Sunday, October 21, 2007

To: Outside Magazine

I have learned so many things about this Chris McCandless in the past week that I am still trying to just process the information. I will not criticize his of being a suicidal person, but it makes me wonder why he would want to go out into the wild by himself in the first place. It almost seems like this was a very ingenious version of suicide because he was so unhappy with his life that he figured he would end it in nature. Chris loved the woods so he might have figured instead of killing himself and upsetting everybody he would let nature do it for him while at the same time coming to terms with his own existence. In this sense he was killing two birds with one stone, but again I do not want to think him so twisted as this. So on the other hand maybe he just wanted to find so peace and quiet too discover himself in the process and just out of inexperience and ignorance he did not prepare properly for this excursion. I really d not understand why Chris would have left home in the first place, I mean he had a lot of things going for him. Chris had a very comfortable life and loving parents and he was amazing in school, so he had a ton of things to be thankful for. His reasoning was that all of this material stuff was pontless and he resented our way of living in todays society.
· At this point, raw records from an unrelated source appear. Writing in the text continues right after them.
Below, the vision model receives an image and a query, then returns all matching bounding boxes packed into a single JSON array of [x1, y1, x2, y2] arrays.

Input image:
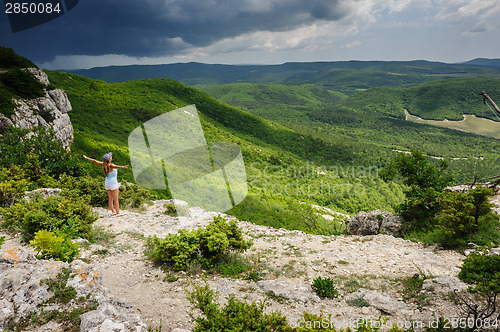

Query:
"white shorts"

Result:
[[105, 182, 121, 191]]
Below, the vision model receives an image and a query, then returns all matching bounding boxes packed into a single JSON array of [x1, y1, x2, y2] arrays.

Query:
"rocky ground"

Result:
[[1, 199, 487, 331]]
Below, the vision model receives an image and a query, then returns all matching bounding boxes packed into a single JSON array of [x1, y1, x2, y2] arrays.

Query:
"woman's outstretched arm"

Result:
[[83, 155, 103, 166], [110, 164, 129, 169]]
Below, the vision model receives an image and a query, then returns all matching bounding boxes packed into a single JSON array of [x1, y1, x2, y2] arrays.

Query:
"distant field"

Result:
[[405, 109, 500, 139]]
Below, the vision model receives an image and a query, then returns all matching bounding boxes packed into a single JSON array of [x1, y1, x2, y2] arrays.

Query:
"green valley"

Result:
[[45, 71, 404, 232], [200, 78, 500, 184]]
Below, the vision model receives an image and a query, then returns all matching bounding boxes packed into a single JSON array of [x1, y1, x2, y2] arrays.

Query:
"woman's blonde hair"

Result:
[[103, 161, 111, 176]]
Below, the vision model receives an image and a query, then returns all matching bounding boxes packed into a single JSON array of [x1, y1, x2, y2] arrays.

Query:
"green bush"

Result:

This is why I think that to a point, and for all of his book smarts, Chris Mccandless lacked common sense. A person with half his genious could have looked into the feature and figured, well I might want to bring extra supplies and this and that etc. with me so I don't die out there. Its like he wanted to go out and meet his demise in the forest which again brings me back to my first thought that he was a twisted soul that wanted to invent a new way of committing suicide without actually doing it yourself. To be perfectly honest i really do not know what to think of this kid. His lack of insight almost makes me feel no sympathy whatsoever for his foolish mistakes. The only reason I feel sorry for him is because of the torture that he must have put his family through. Chris McCandless was a brilliant student, but perhaps maybe not so brilliant of a person. In the end he probably recieved exactly what he asked for.

1 comment:

robert kramer said...

I agree with the last sentence of your response that "he got what he asked for," but that is about all. I think that McCandless was prepared to leave everything behind not because he thought it to be worthless but because he saw it as baggage, holding him down and trying to prevent his struggle for survival. Most people have a deep need for independence at some point in their lives, but rarely is that so strong as that experienced by McCandless. What eventually brought him down was not stupidity or lack of common sense, without these he could never have survived in the wild. It was his fear of commitment and responsibility to anyone but himself and his intense need to pursue new and unventured territory. He stopped at nothing to simply live, and this combination of needing independence, thrill, and novelty eventually led to his downfall, if not in in Alaska, then in some other daring adventure that he would have engineered.
But I do not question for one moment the motivation that he had in doing what he did. He likely wanted to see and experience the world, and it's possible that the risk of death inherent in his Alaskan adventure made it seem even more intense. As said by Jon Krakauer about his earlier years, "At the time, death was a concept I understood only in the abstract... I was stirred by the mystery of death; I couldn't resist stealing up to the edge of doom and peering over the brink. The view into that swirling black vortex terrified me, but I caught sight of something elemental in that shadowy glimpse, some forbidden, fascinating riddle.
That's a very different thing than wanting to die." There is little doubt that McCandless felt the same way about death, he didn't want to die. But the risk of death was something that enhanced his experience, but it ended up being too big.
In reality, I don't feel sorry for McCandless either, but not because I see him as foolish. He was not perfect, andhe felt that society chained him down. Peace and quiet were not what he sought, in fact it was adventure and struggle, something that would have been terribly lacking to him if he had gone into law school. His lack of preparation when entering the wild was out of design, not ignorance, and was to enhance the feeling of his union with nature and eliminate the feeling that somebody was trying to undermine his personal achievements. He did have a lot to be thankful for, and that probably bothered him. He wanted to earn everything in life and to feel competent. As he said, "I read somewhere about how important it is at some point in your life, not necessarily to be strong, but to feel strong." He got what he asked for, and a lot more than he expected.